21 décembre 2013 1 commentaire
  • Beaucoup s'enthousiasment, avec raison, de l'élégance et de la créativité d'une certaine illustration contemporaine qu'incarnent avec brio des gens comme Nicolas de Crécy, Blutch, Blex Bolex, Ever Meulen, François Avril ou Dupuy & Berberian et, avant eux, un certain Jacques Tardi. Peu savent en revanche qu'ils héritent directement de dessinateurs des années 1920, dont Gus Bofa est le chef de file, réunis par lui au Salon de l'araignée. Un ouvrage des éditions Michel Lagarde en retrace l'histoire.
Le Salon de l'Araignée, creuset du dessin des années folles... et d'une certaine bande dessinée française d'aujourd'hui
Gus Bofa

"En 1920, raconte Gus Bofa, la galerie Devambez proposa de faire une exposition de "mes œuvres". Je n’avais point d’œuvre à lui donner, mais, seulement une idée, que je jugeai excellente, qui était de grouper et de pousser les dessinateurs rescapés de la guerre. Je proposai donc à Georges Weill, qui dirigeait cette galerie, d’y fonder un Salon. [...] C’est ainsi que fut fondé "L’Araignée" au profit de dessinateurs réputés humoristes, de peintres hors série, d’un sculpteur ironique, d’écrivains, d’éditeurs, de libraires, de bibliophiles de toutes sortes et de toutes tendances, dont le seul rapprochement, parfaitement arbitraire, suffisait à suggérer des projets d’œuvres étonnantes, d’entreprises curieuses et innombrables." [1]. Le Salon fut déficitaire pendant neuf ans, devint bénéficiaire la 10e année, moment où Gus Bofa le saborda en pleine gloire.

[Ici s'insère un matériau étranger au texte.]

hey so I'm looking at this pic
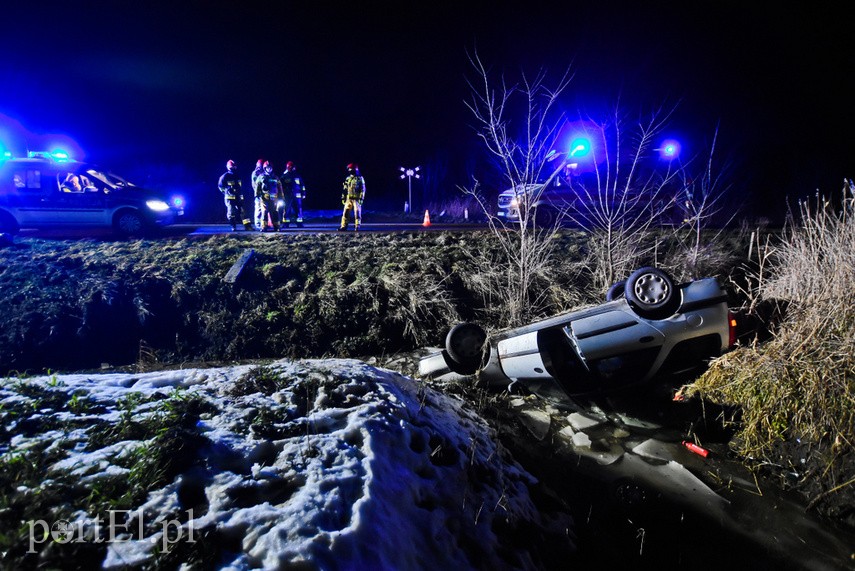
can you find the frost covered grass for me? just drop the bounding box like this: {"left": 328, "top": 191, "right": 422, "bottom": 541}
{"left": 0, "top": 230, "right": 742, "bottom": 376}
{"left": 0, "top": 233, "right": 509, "bottom": 374}
{"left": 12, "top": 223, "right": 855, "bottom": 541}
{"left": 687, "top": 182, "right": 855, "bottom": 522}
{"left": 0, "top": 360, "right": 573, "bottom": 569}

Ne considérant pas le dessin comme "un métier", mais comme "un vice précieux et respectable", Gus Bofa, pseudonyme de Gustave Blanchot (1883-1968) fascine encore aujourd’hui, au point que le Festival International d’Angoulême, toujours attaché à complaire à Jean-Louis Gauthey, le patron des éditions Cornélius, qui publie justement un ouvrage sur cet artiste (quel hasard !) [2] va consacrer en janvier prochain une exposition à cet illustrateur (il n’a jamais fait de bande dessinée) déjà célébré en son temps par Futuropolis puis par le dessinateur François San Millan, auteur d’une remarquable bibliographie de l’artiste. [3]

En chef de file raffiné et ultra-doué, bâtissant une œuvre humaniste d’une pénétrante acuité, le fondateur du journal satirique La Baïonnette, reconnaissable à sa gueule de boxeur (il avait effectivement exercé le noble art dans sa jeunesse), inscrivait son dessin dans la tradition de Forain et de Caran d’Ache, mais ses formes traduisaient sur le mode humoristique les enseignements de Kandinsky, du Cubisme et de l’Art nègre qu’il reportait sur ses pointes sèches, ses eaux-fortes et ses gravures sur bois, à nulles autres pareilles. Il influença plusieurs générations d’illustrateurs, de Jean Bruller à Tardi.

Gus Bofa
Charles Martin

Un groupe d’avant-garde

Le groupe des dessinateurs de L’Araignée est un vrai produit de la Grande Guerre, cette boucherie effroyable que l’on célèbre ces temps-ci. Ce qui les rassemble, c’est une certaine futilité, telle qu’on la retrouve chez Dada, chez les Surréalistes, chez Cocteau et Radiguet, dans les spectacles d’Erik Satie et du groupe des six (Toute cette génération est multidisciplinaire : Cocteau dessine, Honneger composa la musique du film Die Idee pour Frans Masereel...), dans le groupe de peintres de l’École de Paris à Montparnasse, ou dans la Revue nègre de Joséphine Baker...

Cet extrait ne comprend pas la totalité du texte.